Every week I follow a pattern of sorts. Sometimes it gets thrown off by a day or two, but for my regular routine I write, record, prep, and publish content you may consume via the podcast, at the website, or in the newsletter that arrives in your inbox.
The Routine Drip of Content
Every week I also produce social media updates, some of which are drawn from the primary content, as I pluck themes, quotes, and images and revise them slightly for the micro-form found on Instagram, Facebook, and Twitter.
Every week, I drip these out—drip-drip-drip—an ongoing effort to encourage writers in all the places I interact with them. It’s part of my writing routine, and while the output wouldn’t blow away any competitors, I’ve seen that the regularity has proven to be sustainable and fruitful.
Prepare to Surge Ahead and Get Lots Done
Last summer I was out of the country for a month, unable to drip out content on my usual schedule.
I could have just told everyone I was taking a break, but I wanted to keep up. I wanted to continue sending out podcast episodes and articles and newsletters to encourage writers as they move toward their goals.
So throughout spring, in the weeks leading up to the trip, I doubled up. It felt crazy—I could never keep up that pace on a regular basis—but I produced twice the content I normally would each week. By the time I left, I’d published something each week and scheduled six additional episodes to go live while I was gone.
Having a clear goal and an unchangeable deadline kicked me into gear. I got up early; I didn’t let social media distract me. I knew this was a short burst of effort, so with a level of energy I knew was unsustainable over the long haul, I surged forward and pulled it off.
Take Advantage of Times When You Can Surge Ahead
To get beyond your current status quo—to level up—you’ll have to do something.
And most likely, you’ll have to engage with some surges of effort followed by times when content drips out a little at a time.

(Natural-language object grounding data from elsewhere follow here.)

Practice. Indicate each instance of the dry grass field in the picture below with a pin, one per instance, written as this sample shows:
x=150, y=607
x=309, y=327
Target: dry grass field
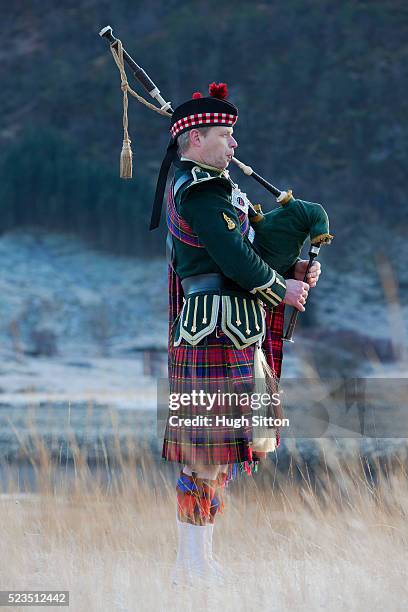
x=289, y=544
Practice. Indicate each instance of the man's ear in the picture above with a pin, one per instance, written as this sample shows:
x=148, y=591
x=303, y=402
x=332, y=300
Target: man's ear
x=195, y=138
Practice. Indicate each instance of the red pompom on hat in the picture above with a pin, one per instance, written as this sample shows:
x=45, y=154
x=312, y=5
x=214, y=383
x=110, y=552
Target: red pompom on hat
x=218, y=90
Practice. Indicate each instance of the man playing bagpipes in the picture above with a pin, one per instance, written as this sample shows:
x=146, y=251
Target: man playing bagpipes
x=226, y=305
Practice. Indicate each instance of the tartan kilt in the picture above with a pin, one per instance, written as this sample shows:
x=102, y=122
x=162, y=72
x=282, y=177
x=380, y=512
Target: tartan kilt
x=213, y=364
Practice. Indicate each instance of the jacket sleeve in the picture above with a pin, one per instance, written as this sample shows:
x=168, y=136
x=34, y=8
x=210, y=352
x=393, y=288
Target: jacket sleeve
x=209, y=212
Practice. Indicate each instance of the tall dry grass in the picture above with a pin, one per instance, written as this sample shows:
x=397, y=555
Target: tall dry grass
x=336, y=541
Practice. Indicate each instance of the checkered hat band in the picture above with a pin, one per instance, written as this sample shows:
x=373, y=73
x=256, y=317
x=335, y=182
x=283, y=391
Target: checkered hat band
x=202, y=119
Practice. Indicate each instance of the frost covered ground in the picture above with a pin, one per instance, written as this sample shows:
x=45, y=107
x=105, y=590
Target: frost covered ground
x=79, y=324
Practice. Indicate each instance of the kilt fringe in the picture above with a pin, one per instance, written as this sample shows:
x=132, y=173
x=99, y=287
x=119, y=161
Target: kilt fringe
x=218, y=360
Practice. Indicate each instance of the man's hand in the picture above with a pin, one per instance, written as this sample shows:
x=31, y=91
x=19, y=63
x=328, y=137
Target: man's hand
x=313, y=274
x=296, y=293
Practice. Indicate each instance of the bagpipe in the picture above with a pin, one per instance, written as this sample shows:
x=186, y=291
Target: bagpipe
x=280, y=233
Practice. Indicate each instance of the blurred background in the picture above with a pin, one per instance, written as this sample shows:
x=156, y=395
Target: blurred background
x=321, y=88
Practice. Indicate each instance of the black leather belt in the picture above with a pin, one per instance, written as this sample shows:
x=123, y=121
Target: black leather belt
x=213, y=281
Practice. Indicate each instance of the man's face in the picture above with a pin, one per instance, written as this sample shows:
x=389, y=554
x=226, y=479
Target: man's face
x=216, y=148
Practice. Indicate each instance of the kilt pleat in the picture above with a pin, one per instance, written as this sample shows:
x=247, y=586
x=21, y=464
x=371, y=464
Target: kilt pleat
x=215, y=364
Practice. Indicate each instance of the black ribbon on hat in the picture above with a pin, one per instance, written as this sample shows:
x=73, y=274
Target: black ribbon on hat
x=171, y=155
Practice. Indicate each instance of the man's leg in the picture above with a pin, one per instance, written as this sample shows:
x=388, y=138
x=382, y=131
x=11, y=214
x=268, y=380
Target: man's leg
x=198, y=501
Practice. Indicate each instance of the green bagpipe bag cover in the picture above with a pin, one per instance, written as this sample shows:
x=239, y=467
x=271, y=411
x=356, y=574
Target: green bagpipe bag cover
x=282, y=232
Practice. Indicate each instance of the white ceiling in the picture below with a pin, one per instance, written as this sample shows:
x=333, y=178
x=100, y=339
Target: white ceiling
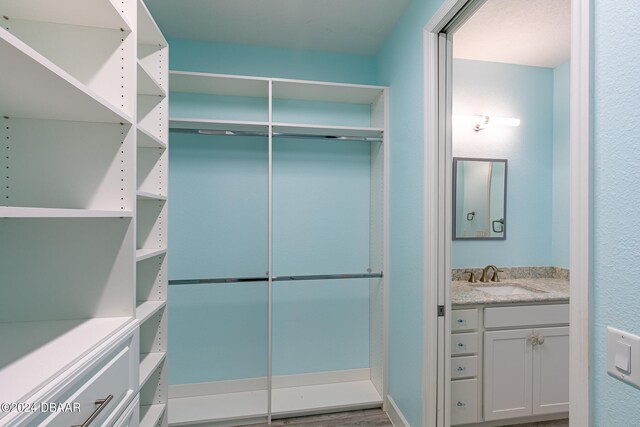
x=526, y=32
x=348, y=26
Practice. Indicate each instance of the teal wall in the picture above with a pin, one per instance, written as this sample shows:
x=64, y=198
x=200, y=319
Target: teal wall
x=401, y=66
x=616, y=189
x=190, y=55
x=321, y=225
x=560, y=191
x=517, y=91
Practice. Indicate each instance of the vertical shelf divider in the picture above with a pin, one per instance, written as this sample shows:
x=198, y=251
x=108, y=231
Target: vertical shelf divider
x=270, y=259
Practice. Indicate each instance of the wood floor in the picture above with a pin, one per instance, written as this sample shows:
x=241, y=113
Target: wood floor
x=368, y=418
x=557, y=423
x=363, y=418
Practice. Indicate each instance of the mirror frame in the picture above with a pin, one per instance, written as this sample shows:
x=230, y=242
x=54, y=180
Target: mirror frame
x=455, y=189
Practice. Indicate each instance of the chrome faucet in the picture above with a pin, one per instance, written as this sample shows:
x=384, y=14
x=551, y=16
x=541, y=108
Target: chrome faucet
x=484, y=278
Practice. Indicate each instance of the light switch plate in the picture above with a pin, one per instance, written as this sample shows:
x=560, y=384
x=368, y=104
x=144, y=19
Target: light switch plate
x=620, y=346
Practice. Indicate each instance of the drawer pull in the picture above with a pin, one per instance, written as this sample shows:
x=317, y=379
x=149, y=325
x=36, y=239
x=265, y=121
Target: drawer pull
x=102, y=403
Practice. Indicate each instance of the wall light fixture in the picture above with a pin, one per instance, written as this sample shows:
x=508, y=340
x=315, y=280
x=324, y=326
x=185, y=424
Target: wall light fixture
x=480, y=122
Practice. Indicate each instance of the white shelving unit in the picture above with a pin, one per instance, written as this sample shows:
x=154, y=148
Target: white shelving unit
x=68, y=189
x=75, y=254
x=151, y=217
x=270, y=114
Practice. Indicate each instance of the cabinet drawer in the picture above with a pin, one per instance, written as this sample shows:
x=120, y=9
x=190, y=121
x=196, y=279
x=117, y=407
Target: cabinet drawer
x=464, y=402
x=112, y=375
x=464, y=320
x=464, y=343
x=464, y=367
x=528, y=315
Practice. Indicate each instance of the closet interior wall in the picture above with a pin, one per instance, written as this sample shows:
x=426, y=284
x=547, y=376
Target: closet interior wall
x=78, y=245
x=274, y=181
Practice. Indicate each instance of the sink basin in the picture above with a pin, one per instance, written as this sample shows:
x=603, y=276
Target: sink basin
x=505, y=290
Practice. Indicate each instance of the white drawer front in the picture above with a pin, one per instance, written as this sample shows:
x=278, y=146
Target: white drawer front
x=527, y=315
x=464, y=367
x=464, y=402
x=464, y=320
x=464, y=343
x=113, y=375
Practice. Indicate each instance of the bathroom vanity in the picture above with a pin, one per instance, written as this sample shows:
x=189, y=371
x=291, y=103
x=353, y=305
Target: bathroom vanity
x=509, y=351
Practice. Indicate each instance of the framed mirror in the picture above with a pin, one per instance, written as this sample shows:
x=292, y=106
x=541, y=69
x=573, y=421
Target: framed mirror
x=479, y=199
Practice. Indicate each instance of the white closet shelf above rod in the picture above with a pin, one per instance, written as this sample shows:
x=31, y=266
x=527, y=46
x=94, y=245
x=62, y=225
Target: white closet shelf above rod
x=276, y=278
x=275, y=134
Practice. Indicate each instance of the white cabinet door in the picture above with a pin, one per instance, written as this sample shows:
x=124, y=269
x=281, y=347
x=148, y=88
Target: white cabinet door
x=551, y=371
x=508, y=368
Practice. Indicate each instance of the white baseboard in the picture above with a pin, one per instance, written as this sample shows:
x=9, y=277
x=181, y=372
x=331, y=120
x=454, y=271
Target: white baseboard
x=395, y=415
x=255, y=384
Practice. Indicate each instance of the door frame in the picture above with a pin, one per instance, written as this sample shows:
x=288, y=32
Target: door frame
x=437, y=210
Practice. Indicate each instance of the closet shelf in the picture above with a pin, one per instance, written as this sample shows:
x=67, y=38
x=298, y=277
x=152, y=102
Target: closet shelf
x=326, y=92
x=148, y=140
x=150, y=414
x=218, y=84
x=101, y=14
x=149, y=362
x=146, y=309
x=34, y=87
x=142, y=254
x=276, y=278
x=286, y=401
x=327, y=131
x=18, y=212
x=33, y=353
x=147, y=85
x=217, y=125
x=148, y=31
x=143, y=195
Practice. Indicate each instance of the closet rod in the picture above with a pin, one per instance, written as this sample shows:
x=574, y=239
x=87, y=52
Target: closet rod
x=276, y=279
x=276, y=134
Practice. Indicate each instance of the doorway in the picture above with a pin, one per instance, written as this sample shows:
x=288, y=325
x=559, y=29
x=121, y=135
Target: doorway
x=438, y=207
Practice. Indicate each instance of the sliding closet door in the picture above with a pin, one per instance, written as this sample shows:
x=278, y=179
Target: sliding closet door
x=321, y=227
x=219, y=230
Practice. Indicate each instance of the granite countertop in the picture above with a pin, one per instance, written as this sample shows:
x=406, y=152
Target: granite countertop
x=544, y=290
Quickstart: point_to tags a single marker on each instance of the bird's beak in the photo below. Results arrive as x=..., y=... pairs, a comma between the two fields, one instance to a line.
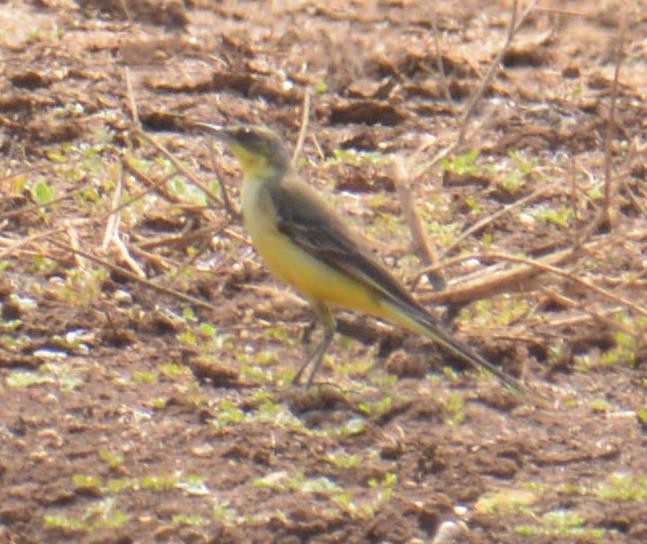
x=219, y=131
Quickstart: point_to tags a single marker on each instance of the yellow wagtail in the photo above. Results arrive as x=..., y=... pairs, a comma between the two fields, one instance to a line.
x=304, y=242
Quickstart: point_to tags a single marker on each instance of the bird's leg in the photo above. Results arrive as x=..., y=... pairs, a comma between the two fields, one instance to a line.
x=327, y=320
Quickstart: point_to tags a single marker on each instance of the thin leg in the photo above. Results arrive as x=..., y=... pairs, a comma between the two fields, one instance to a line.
x=327, y=320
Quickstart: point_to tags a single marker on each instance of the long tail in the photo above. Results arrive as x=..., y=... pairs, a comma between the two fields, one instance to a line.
x=418, y=320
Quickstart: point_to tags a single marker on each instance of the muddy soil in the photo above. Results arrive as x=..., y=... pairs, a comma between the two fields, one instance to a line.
x=146, y=353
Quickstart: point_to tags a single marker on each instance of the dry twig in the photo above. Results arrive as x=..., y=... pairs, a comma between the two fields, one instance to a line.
x=305, y=115
x=489, y=76
x=608, y=211
x=502, y=281
x=420, y=244
x=134, y=277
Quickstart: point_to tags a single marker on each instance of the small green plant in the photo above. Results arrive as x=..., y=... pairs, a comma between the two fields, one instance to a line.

Manage Those Productive Seasons
To arrive at your one-year goal or your three-month goal will require you to achieve milestones along the way.
To hit those milestones, you have to push hard for awhile, neglecting housework, skipping an outing, scheduling a weekend writing retreat, waking up unnaturally early for a month.
You’d be amazed at what you can get done with a surge of focused energy. As I said, it may not be sustainable over the long run, but it can help you get through the muddy middle and crest the hill so you can arrive fast and strong at that milestone—perhaps even at the next level itself.
If you want to accumulate more Twitter followers or welcome more subscribers to your email list, you’ll need to take action. You’ll probably need to produce more projects, more content, more interaction—and to see results, you may have to do it all at once, in a compressed time frame.
That’s a surge: full-steam ahead to create as much as you can.
Surges require resources like time, energy, inspiration, money, grit, sacrifice, focus.
Keep Dripping Out Content During Times of Slowdown
But to continue reaping a harvest after the results of that busy season, you’ll also have to manage ongoing interaction and output, finding ways to drip it out—daily, weekly—so that readers and followers look forward to your ideas and messages.
Small efforts over time add up, and the steady drip of content in social media, the steady drip of daily word count all contributes toward your bigger project.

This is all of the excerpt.